Partirei dall’Editore Manfredi, che ha creduto in questo progetto, fatto precedere dalla straordinaria monografia dedicata a Mariangela Melato e, successivamente, dalla co-autrice Anna Testa, la più adatta a “leggere” la mente del maestro degli scatti, quelli che rendono “preziosi” i suoi libri, soprattutto per la particolare qualità di essere, come lo definisce Dacia Maraini, nella prefazione: “Fotografo poeta”.
L’arte del fotografo non è dissimile da quella dell’attore nel momento in cui utilizzano, entrambi, la loro creatività per realizzare il mistero della rappresentazione, essendo anche frutto di un lavoro infaticabile che non contempla alcuna forma di improvvisazione.

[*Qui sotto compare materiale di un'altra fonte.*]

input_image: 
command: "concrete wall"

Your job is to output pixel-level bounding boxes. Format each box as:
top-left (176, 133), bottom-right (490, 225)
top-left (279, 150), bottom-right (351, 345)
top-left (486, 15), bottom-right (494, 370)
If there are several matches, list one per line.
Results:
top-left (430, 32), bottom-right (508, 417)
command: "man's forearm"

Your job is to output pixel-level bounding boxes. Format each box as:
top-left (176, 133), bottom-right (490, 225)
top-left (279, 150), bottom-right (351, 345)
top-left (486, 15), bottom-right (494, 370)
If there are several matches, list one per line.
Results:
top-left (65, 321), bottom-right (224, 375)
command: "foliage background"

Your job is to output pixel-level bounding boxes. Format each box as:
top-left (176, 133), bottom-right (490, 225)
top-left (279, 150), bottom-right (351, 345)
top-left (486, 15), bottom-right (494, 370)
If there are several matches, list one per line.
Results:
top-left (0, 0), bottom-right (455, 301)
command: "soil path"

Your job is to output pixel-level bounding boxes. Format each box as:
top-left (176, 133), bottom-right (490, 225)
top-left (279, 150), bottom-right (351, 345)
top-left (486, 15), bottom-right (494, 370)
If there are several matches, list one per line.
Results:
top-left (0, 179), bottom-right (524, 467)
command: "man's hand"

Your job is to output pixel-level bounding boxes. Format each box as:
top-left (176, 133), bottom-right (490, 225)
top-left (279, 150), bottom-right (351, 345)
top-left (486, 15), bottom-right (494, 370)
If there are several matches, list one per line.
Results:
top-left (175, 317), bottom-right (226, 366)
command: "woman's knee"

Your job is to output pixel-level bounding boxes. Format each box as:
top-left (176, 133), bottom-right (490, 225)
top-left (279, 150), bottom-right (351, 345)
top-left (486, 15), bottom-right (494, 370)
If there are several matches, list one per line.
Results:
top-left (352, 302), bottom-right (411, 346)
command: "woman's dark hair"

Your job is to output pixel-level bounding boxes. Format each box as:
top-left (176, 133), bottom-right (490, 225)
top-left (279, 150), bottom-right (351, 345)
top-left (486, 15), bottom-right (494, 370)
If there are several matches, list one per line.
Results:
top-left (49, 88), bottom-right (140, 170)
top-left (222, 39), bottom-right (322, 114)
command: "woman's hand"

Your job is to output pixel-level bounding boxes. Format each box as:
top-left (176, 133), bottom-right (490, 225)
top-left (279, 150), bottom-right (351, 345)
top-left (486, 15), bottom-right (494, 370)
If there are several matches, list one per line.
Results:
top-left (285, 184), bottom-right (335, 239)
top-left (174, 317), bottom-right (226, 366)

Le Pera ha “confezionato” ben cinquantanove spettacoli di Gabriele Lavia, dei quali quarantasette come interprete, offrendoci una galleria preziosa di messinscene che non solo rimarranno nella nostra memoria, come, del resto, gli spettacoli, ma resteranno negli archivi, nelle biblioteche a futura memoria.
Ho più volte sostenuto che le foto di Le Pera contengono già una teatralità che, spesso, è in competizione con quella delle realizzazioni sceniche, le guardi ed hai già l’idea di cosa stia andando a vedere, in esse c’è già un “racconto”, direi alchemico, tra la qualità dell’immagine e la qualità dello spettacolo.

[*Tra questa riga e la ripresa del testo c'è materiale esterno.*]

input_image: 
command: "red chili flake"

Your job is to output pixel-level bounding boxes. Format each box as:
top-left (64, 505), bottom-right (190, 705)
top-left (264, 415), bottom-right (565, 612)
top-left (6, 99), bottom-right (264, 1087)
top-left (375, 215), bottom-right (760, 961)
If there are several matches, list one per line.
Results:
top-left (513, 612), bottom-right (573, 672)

Nei suoi scatti, si notano i sentimenti e le emozioni degli interpreti, le loro inquietudini, nel caso di Lavia, la creatività dell’attore che ha studiato a lungo il personaggio di cui interpreta il pensiero, sia quando si tratta di Sofocle, Shakespeare, Ibsen, Strindberg, Schiller, Cecov, Dostoevskij, Pirandello.

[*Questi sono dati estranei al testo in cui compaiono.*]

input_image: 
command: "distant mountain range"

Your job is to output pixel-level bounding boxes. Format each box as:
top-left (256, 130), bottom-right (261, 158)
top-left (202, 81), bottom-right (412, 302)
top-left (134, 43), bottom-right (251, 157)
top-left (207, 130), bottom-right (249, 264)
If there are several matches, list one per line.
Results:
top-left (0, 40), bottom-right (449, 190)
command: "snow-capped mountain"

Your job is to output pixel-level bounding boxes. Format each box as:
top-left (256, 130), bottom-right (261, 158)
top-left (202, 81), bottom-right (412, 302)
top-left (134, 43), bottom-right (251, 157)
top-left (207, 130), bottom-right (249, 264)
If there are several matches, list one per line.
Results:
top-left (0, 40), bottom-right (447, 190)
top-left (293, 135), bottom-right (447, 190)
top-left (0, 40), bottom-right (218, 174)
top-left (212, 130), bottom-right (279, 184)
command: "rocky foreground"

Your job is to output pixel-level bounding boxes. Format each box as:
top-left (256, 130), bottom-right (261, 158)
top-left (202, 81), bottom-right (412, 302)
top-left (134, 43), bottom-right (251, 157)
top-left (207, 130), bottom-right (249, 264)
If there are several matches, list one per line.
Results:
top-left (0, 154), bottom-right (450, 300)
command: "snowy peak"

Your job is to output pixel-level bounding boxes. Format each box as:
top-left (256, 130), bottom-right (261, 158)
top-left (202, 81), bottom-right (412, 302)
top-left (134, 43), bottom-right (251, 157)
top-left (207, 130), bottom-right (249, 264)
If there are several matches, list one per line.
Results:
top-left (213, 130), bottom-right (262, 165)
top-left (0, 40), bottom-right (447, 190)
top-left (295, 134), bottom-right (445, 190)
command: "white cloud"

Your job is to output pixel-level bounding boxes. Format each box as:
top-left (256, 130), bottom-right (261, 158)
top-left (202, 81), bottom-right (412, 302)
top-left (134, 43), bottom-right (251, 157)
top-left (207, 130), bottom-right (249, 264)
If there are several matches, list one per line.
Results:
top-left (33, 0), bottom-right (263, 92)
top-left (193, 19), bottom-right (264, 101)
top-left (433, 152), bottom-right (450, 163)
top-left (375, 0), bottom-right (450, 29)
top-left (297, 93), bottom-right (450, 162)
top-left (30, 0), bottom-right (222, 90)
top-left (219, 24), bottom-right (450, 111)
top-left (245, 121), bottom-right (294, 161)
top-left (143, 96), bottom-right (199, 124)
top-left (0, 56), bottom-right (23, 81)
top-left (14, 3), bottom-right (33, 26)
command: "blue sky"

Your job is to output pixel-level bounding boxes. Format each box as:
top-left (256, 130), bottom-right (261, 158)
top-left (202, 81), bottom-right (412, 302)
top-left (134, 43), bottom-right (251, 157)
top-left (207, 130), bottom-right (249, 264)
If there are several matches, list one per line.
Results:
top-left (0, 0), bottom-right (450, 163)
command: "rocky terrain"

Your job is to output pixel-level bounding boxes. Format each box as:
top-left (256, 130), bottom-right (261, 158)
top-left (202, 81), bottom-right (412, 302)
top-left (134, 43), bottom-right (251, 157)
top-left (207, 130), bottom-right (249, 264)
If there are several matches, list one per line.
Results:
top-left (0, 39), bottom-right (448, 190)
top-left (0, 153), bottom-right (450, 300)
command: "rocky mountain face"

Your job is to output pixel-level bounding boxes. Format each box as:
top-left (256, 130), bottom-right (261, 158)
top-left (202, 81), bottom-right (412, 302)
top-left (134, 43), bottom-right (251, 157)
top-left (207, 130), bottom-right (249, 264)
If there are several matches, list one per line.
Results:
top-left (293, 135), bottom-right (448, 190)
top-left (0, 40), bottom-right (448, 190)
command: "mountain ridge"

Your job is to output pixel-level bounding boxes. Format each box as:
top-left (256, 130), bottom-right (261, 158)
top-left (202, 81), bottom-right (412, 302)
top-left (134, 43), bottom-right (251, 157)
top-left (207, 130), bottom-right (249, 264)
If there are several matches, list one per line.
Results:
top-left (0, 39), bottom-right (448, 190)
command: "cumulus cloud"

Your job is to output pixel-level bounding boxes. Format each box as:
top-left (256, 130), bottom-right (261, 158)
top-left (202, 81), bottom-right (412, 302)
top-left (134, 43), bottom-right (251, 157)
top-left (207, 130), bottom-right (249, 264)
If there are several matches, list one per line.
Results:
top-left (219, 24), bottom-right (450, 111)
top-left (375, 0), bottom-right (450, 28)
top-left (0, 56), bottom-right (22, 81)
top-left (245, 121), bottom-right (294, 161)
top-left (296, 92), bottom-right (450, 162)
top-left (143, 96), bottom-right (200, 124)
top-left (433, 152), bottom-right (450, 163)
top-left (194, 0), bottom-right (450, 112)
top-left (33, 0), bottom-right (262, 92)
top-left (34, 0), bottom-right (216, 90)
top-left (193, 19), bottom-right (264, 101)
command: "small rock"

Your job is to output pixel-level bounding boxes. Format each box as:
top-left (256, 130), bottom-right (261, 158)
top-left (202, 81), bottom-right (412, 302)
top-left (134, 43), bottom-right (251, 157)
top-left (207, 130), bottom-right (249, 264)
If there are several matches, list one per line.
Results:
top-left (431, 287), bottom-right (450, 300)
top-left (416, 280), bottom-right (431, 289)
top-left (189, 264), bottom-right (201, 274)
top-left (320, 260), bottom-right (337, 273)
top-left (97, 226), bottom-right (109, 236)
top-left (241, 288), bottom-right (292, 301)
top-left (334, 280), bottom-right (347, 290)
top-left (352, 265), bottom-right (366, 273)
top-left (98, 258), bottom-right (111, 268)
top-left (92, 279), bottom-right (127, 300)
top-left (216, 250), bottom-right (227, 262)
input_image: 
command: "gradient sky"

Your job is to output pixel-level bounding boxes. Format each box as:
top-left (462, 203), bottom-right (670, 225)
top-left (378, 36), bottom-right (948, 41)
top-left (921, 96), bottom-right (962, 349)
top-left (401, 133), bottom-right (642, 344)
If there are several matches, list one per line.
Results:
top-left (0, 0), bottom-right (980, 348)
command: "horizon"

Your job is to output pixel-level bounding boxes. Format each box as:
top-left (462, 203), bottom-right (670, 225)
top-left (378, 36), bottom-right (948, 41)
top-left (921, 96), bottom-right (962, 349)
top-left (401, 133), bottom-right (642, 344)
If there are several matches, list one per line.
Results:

Come dimenticare Il Pellicano, La Signorina Giulia, I Sei Personaggi, L’uomo dal fiore in bocca, come dimenticare le compenetrazioni tra corpo dell’attore e corpo della scena, durante la visione degli spettacoli di Lavia? A che cosa è dovuta questa compenetrazione, se non alla consapevolezza che il regista venga prima dell’attore? Oltre che alla certezza che, sul palcoscenico, si mette a posto il “caos” per raggiungere il “cosmos”?
Tra le testimonianze, Emilia Costantini ricorda come, all’inaugurazione dello Stabile di Roma, l’allora direttore Lavia, esordì con una metafora: “L’Occidente è malato e ha bisogno di una cura da cavallo. Così scopriamo di essere tutti cavalli”.
Il rimedio, per Lavia, è quindi, lavorare sodo, donarsi completamente, offrirsi in olocausto.
Basterebbe osservare attentamente la “Galleria” fotografica di Le Pera per aver un’idea precisa di queste considerazioni, sono immagini vive che rispecchiano il lavoro intellettuale ed ermeneutico dell’attore-regista mentre recita a fianco della Guerritore, di Andrea Jonasson, di Eros Pagni, di Carlo Cecchi, di Mariangela Melato, indimenticabile in “Chi ha paura di Virginia Wolf?”, di Lucia nei “Sei Personaggi”, di Michele Demaria e Barbara Alesse in “L’uomo dal fiore in bocca”, certamente uno degli ultimi suoi capolavori interpretativi.
Ogni sua messinscena diventa un evento, soprattutto quando ha a disposizione i grandi spazi, come il Teatro Greco di Siracusa, dove realizza uno stupefacente Edipo. Le Pera testimonia il lavoro di Lavia utilizzando l’obiettivo per creare, in prospettiva, il rapporto tra attore e spazio scenico, immettendo, nel suo lavoro, la stessa adrenalina dell’attore, al momento del debutto.
Il volume è corredato da una completa teatrografia e dalle testimonianze di Tiberia de Matteis, Marcantonio Lucidi, Nicola Luisotti, Maurizio Giammusso, Arnaldo Pomodoro, Marco Sciaccaluga e da colleghi come Herlitzka e Umberto Orsini.
Tommaso Le Pera – Anna Testa, LAVIA IL TERRIBILE, Manfredi Edizioni 2017, pp 312, € 39.